A U.S. judge, in what must have been an amazing moment of legal clarity, ruled this week that Apple isn’t to blame if you drop your iPhone and break it.
Judge Edward Davila of the San Jose District Court this week rejected a local man’s attempt to sue the Cupertino giant over a cracked iPhone 4 panel, stating “it is a well known fact of life that glass can break under impact”.
The plaintiff, Betsalel Williamson, needed to have his iPhone repaired after he knocked the device off of the arm of a chair. The resulting swift loss of altitude, followed immediately by a sudden de-acceleration trauma, (it fell, and had a hard landing on the floor), resulted in the iPhone’s rear-facing glass breaking.

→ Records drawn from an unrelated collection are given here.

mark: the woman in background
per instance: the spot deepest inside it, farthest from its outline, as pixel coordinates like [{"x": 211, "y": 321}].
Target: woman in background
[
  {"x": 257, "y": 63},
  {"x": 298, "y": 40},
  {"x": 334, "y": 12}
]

Williamson wanted the court to tell Apple they needed to reimburse him for the resulting repairs, saying his case showed that Apple’s claims in advertising that the handset’s glass paneling was “gorilla” tough were clearly misleading.
Nope, not gonna do it, ruled the judge.
“A ‘reasonable consumer’ viewing a commercial showing the iPhone 4 in use as a phone, but without a cover, would not be misled to believe that the iPhone 4 could withstand any particular level of impact if the phone was dropped,” he wrote in his verdict.
In other words, pay the bill Mr. Williamson, next case please.
Williamson was given the opportunity to revise his complaint to show specific examples of Apple’s alleged misleading advertising.